D.C. feels economic brunt of sequestration

WASHINGTON – If automatic federal spending cuts — known as sequestration — were going to pinch, perhaps it’s no surprise that the federal city is saying “ouch!”

“We are already feeling the impact and feeling it probably more so than others,” says D.C. Mayor Vincent Gray.

The mayor charges that the federal sequester, which began in January, has raised the unemployment rate and slowed economic growth in the city.

“The loss of federal jobs and funding is a direct result of sequestration and has flattened the city’s job growth,” Gray says.

Director of Employment Services Lisa Mallory estimates that the city added 3,400 jobs in the private sector this year, while losing 7,000 federal government jobs. The city’s unemployment rate, which reached a high of 10.3 percent in August 2011, fell to 8.4 percent in January, but has edged up to 8.6 percent in July.

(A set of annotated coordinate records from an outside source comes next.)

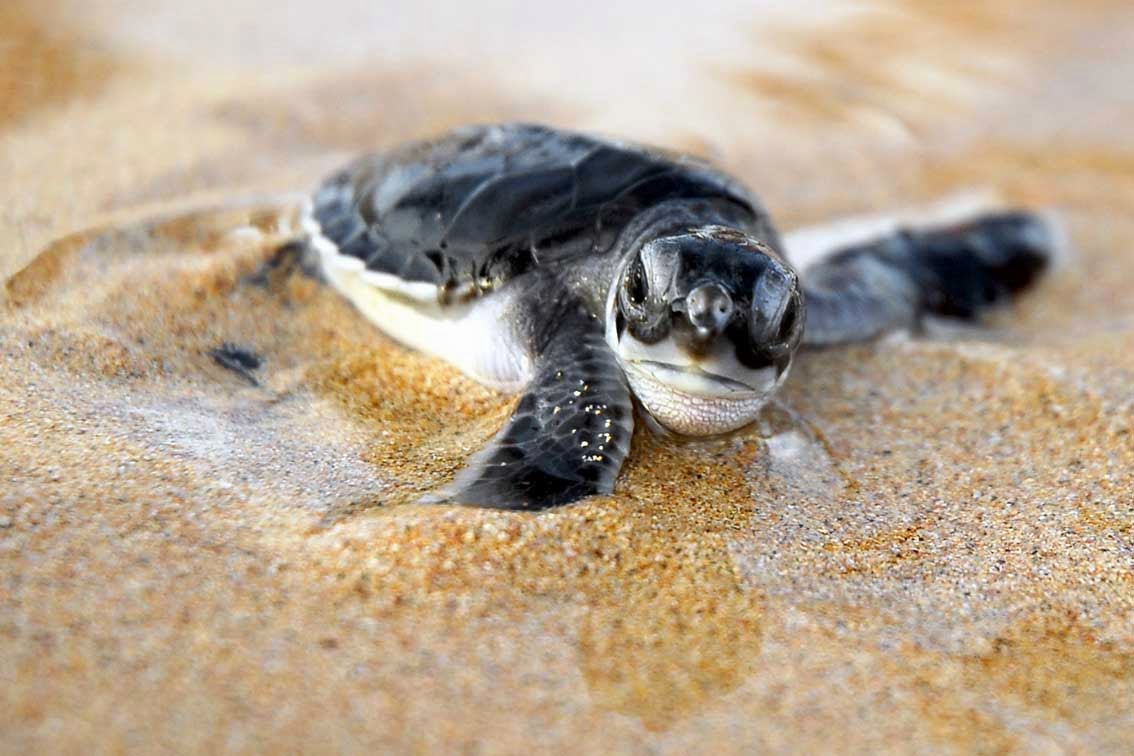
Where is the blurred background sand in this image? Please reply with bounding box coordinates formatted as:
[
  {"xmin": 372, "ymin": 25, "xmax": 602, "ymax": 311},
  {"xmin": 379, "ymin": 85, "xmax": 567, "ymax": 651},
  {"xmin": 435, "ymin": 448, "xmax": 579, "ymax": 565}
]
[{"xmin": 0, "ymin": 0, "xmax": 1134, "ymax": 753}]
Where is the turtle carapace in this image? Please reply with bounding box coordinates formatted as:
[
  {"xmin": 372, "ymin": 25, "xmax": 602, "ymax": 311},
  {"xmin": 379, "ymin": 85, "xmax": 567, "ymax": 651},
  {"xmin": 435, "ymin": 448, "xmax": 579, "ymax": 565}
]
[{"xmin": 305, "ymin": 124, "xmax": 1051, "ymax": 509}]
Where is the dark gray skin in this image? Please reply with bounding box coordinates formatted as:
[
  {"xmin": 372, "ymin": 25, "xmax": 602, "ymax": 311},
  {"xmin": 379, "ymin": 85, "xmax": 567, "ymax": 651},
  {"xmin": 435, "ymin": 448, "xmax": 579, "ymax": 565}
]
[{"xmin": 312, "ymin": 125, "xmax": 1050, "ymax": 509}]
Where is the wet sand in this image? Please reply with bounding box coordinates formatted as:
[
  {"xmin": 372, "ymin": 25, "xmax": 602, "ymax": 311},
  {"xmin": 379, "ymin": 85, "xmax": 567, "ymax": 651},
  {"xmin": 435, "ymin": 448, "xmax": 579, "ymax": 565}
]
[{"xmin": 0, "ymin": 0, "xmax": 1134, "ymax": 753}]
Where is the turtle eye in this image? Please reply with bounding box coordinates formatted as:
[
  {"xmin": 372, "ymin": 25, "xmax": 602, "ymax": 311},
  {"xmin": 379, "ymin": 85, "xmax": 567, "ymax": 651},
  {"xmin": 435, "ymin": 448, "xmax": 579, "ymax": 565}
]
[{"xmin": 624, "ymin": 257, "xmax": 649, "ymax": 305}]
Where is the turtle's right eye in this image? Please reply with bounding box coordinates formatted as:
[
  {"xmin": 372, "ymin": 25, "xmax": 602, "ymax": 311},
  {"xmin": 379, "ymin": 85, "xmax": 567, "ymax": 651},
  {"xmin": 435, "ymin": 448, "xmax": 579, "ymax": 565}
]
[{"xmin": 625, "ymin": 257, "xmax": 649, "ymax": 305}]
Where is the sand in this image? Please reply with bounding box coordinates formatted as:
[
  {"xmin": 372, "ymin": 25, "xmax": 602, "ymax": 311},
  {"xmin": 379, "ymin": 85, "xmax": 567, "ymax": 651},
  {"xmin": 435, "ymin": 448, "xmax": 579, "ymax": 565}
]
[{"xmin": 0, "ymin": 0, "xmax": 1134, "ymax": 754}]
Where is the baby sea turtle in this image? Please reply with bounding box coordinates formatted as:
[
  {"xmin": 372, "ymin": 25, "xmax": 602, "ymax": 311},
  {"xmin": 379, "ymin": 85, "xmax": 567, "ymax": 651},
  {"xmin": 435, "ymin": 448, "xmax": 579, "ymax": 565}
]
[{"xmin": 304, "ymin": 124, "xmax": 1052, "ymax": 509}]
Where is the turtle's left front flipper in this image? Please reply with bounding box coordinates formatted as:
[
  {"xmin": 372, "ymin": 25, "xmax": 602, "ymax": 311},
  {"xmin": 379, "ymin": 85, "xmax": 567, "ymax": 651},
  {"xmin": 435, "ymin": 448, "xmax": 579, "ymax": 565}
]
[
  {"xmin": 803, "ymin": 212, "xmax": 1056, "ymax": 346},
  {"xmin": 429, "ymin": 292, "xmax": 634, "ymax": 510}
]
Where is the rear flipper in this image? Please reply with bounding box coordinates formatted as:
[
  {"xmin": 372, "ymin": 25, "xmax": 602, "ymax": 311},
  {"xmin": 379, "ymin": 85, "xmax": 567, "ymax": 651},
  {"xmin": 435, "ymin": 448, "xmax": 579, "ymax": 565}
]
[
  {"xmin": 424, "ymin": 292, "xmax": 634, "ymax": 510},
  {"xmin": 803, "ymin": 211, "xmax": 1056, "ymax": 346}
]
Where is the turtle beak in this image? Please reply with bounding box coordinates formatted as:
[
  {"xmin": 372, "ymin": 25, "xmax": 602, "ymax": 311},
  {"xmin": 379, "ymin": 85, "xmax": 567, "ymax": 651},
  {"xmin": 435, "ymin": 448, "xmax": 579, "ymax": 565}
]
[{"xmin": 685, "ymin": 282, "xmax": 735, "ymax": 341}]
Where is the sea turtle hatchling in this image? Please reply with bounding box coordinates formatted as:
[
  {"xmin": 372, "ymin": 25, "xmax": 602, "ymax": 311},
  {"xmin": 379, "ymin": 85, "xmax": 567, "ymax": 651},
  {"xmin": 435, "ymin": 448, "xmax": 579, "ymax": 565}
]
[{"xmin": 304, "ymin": 124, "xmax": 1052, "ymax": 509}]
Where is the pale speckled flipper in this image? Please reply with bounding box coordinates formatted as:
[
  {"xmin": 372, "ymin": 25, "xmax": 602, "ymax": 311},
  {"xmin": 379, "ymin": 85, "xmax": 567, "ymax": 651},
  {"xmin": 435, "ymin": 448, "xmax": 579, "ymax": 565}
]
[
  {"xmin": 426, "ymin": 292, "xmax": 634, "ymax": 510},
  {"xmin": 803, "ymin": 212, "xmax": 1056, "ymax": 346}
]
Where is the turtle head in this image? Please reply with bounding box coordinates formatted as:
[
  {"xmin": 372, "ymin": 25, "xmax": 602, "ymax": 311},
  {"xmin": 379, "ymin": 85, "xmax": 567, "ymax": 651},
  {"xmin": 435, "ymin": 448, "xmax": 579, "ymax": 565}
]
[{"xmin": 607, "ymin": 226, "xmax": 804, "ymax": 435}]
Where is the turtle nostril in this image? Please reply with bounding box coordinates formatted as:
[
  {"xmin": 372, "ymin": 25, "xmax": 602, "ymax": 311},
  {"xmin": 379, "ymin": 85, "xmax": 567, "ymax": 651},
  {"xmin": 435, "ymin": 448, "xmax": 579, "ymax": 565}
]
[
  {"xmin": 685, "ymin": 283, "xmax": 733, "ymax": 334},
  {"xmin": 777, "ymin": 297, "xmax": 799, "ymax": 343}
]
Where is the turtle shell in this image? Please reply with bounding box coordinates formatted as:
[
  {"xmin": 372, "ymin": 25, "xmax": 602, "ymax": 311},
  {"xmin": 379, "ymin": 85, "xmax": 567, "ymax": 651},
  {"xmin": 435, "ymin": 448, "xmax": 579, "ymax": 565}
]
[{"xmin": 313, "ymin": 124, "xmax": 765, "ymax": 291}]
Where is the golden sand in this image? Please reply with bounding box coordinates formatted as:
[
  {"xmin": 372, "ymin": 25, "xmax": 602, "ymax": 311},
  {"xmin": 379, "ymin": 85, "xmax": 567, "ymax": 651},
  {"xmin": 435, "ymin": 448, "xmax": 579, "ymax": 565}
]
[{"xmin": 0, "ymin": 1, "xmax": 1134, "ymax": 753}]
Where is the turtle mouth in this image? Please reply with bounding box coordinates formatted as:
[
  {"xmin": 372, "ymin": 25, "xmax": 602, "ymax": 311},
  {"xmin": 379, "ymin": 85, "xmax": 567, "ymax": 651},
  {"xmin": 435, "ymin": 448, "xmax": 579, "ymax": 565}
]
[
  {"xmin": 624, "ymin": 359, "xmax": 786, "ymax": 436},
  {"xmin": 627, "ymin": 359, "xmax": 776, "ymax": 399}
]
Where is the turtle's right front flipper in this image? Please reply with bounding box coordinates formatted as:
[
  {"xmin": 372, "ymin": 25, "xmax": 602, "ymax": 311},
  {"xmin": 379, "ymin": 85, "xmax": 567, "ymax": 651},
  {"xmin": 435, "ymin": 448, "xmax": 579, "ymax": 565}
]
[
  {"xmin": 803, "ymin": 212, "xmax": 1055, "ymax": 346},
  {"xmin": 428, "ymin": 292, "xmax": 634, "ymax": 510}
]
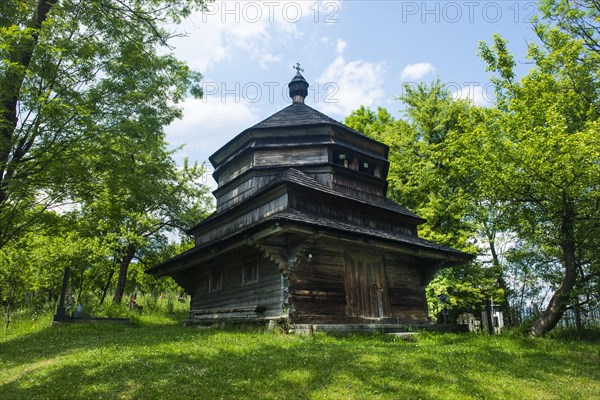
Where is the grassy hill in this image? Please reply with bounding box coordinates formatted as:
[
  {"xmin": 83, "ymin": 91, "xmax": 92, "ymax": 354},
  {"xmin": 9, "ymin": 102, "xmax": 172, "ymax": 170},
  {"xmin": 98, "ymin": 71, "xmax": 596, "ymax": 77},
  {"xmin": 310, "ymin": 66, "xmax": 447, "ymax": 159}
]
[{"xmin": 0, "ymin": 318, "xmax": 600, "ymax": 400}]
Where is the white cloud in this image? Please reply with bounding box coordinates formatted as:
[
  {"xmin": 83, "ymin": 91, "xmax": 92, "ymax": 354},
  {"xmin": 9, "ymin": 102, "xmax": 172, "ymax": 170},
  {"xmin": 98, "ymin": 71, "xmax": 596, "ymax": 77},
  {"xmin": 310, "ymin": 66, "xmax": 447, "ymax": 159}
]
[
  {"xmin": 446, "ymin": 83, "xmax": 494, "ymax": 107},
  {"xmin": 171, "ymin": 0, "xmax": 341, "ymax": 73},
  {"xmin": 400, "ymin": 62, "xmax": 435, "ymax": 80},
  {"xmin": 166, "ymin": 96, "xmax": 261, "ymax": 172},
  {"xmin": 335, "ymin": 39, "xmax": 348, "ymax": 54},
  {"xmin": 317, "ymin": 55, "xmax": 385, "ymax": 118}
]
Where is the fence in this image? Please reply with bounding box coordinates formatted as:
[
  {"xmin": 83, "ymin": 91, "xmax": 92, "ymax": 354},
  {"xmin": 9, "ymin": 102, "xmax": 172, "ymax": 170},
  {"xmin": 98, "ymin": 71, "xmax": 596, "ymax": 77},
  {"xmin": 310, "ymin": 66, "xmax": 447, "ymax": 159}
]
[{"xmin": 513, "ymin": 307, "xmax": 600, "ymax": 328}]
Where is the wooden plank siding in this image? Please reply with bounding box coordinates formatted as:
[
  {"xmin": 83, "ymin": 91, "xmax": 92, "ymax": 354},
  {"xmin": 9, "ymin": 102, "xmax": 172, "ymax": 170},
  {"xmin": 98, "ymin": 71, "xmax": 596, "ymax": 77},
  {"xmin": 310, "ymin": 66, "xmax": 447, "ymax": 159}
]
[
  {"xmin": 290, "ymin": 193, "xmax": 416, "ymax": 236},
  {"xmin": 254, "ymin": 146, "xmax": 329, "ymax": 168},
  {"xmin": 190, "ymin": 252, "xmax": 287, "ymax": 317},
  {"xmin": 196, "ymin": 193, "xmax": 288, "ymax": 245},
  {"xmin": 216, "ymin": 171, "xmax": 280, "ymax": 212},
  {"xmin": 289, "ymin": 241, "xmax": 427, "ymax": 323}
]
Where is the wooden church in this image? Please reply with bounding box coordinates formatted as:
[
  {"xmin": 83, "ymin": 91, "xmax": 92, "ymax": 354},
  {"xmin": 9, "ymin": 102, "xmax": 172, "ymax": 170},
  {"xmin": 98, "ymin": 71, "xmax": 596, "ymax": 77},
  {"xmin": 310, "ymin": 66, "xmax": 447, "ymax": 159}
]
[{"xmin": 148, "ymin": 67, "xmax": 471, "ymax": 328}]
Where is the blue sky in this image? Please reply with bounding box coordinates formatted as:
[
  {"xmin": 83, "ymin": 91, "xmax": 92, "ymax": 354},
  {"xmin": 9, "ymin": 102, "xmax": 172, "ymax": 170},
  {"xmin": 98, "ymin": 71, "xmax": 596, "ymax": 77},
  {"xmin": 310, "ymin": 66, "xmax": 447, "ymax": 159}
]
[{"xmin": 167, "ymin": 0, "xmax": 537, "ymax": 185}]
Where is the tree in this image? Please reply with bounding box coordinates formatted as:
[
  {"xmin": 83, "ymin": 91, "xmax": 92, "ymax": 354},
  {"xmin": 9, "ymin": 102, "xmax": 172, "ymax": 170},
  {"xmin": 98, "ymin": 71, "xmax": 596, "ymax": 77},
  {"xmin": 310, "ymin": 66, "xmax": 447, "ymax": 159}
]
[
  {"xmin": 464, "ymin": 29, "xmax": 600, "ymax": 336},
  {"xmin": 345, "ymin": 86, "xmax": 505, "ymax": 319},
  {"xmin": 0, "ymin": 0, "xmax": 203, "ymax": 247},
  {"xmin": 535, "ymin": 0, "xmax": 600, "ymax": 55}
]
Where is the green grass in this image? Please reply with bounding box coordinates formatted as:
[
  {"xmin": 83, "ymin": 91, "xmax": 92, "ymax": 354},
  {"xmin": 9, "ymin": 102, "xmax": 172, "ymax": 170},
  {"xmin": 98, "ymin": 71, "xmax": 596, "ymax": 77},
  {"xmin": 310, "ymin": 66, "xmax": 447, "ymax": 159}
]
[{"xmin": 0, "ymin": 316, "xmax": 600, "ymax": 400}]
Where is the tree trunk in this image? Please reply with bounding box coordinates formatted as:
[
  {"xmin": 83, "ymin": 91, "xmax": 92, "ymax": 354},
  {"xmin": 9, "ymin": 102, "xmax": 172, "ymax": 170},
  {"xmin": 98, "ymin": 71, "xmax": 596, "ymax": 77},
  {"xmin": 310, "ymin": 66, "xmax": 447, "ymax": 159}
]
[
  {"xmin": 531, "ymin": 194, "xmax": 577, "ymax": 337},
  {"xmin": 100, "ymin": 264, "xmax": 115, "ymax": 305},
  {"xmin": 113, "ymin": 244, "xmax": 136, "ymax": 304},
  {"xmin": 0, "ymin": 0, "xmax": 58, "ymax": 248},
  {"xmin": 488, "ymin": 234, "xmax": 515, "ymax": 325}
]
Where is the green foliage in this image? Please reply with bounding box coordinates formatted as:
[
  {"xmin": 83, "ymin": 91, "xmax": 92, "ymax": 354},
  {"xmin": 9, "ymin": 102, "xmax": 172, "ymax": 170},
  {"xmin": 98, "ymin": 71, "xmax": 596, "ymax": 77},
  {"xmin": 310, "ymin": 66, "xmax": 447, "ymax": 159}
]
[
  {"xmin": 0, "ymin": 324, "xmax": 600, "ymax": 400},
  {"xmin": 345, "ymin": 81, "xmax": 505, "ymax": 322},
  {"xmin": 0, "ymin": 0, "xmax": 209, "ymax": 247}
]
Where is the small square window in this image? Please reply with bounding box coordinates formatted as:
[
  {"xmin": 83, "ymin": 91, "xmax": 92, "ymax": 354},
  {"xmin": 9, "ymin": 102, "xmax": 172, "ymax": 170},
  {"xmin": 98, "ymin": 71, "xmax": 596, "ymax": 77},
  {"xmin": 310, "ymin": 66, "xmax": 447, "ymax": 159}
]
[
  {"xmin": 208, "ymin": 271, "xmax": 223, "ymax": 293},
  {"xmin": 242, "ymin": 261, "xmax": 258, "ymax": 285}
]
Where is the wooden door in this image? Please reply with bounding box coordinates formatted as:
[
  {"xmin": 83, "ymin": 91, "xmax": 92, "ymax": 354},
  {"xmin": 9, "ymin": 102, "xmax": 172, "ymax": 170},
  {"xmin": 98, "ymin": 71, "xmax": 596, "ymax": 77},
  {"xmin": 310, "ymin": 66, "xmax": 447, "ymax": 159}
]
[{"xmin": 345, "ymin": 252, "xmax": 390, "ymax": 318}]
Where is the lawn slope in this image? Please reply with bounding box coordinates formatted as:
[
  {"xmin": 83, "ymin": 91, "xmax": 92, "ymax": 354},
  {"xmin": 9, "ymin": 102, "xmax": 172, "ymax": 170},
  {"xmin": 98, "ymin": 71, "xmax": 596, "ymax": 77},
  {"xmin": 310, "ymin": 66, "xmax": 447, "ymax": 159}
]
[{"xmin": 0, "ymin": 321, "xmax": 600, "ymax": 400}]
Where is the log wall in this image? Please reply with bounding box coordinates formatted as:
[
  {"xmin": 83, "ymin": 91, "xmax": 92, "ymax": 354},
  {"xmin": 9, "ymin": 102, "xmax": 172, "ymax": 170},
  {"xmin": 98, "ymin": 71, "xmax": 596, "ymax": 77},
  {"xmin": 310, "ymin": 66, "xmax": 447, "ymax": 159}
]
[
  {"xmin": 290, "ymin": 241, "xmax": 427, "ymax": 323},
  {"xmin": 190, "ymin": 251, "xmax": 287, "ymax": 317}
]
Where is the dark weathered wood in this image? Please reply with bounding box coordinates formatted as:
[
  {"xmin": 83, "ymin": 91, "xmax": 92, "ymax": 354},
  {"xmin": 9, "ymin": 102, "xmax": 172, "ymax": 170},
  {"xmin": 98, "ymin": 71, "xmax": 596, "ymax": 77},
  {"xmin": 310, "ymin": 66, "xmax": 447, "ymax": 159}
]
[{"xmin": 146, "ymin": 77, "xmax": 474, "ymax": 324}]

The mayor says he believes that the city’s unemployment rate would be as low as 8 percent if not for the sequester.

“Sequestration is obviously resulting in a slowdown in the growth of the District’s economy,” Gray says.

Chief Financial Officer Fitzroy Lee forecasts the city will receive $30 million less in federal funding in 2014. Lee estimates that the reduced federal payment will have the effect of sucking $60 million from the city’s economy next year.

Budget cutters in Congress have said all along that their goal is to reduce federal spending and it would stand to reason that the District, which relies heavily on federal dollars, would be among those suffering the consequences.

But the mayor says if the law isn’t changed, the reduced funding will hurt city residents next year including needy families seeking federal housing, special education students and students who rely on free and reduced-price lunches.

“We’re calling on the Congress to end sequestration and balance the budget responsibly and certainly not on the backs of those who are in the District of Columbia,” Gray says.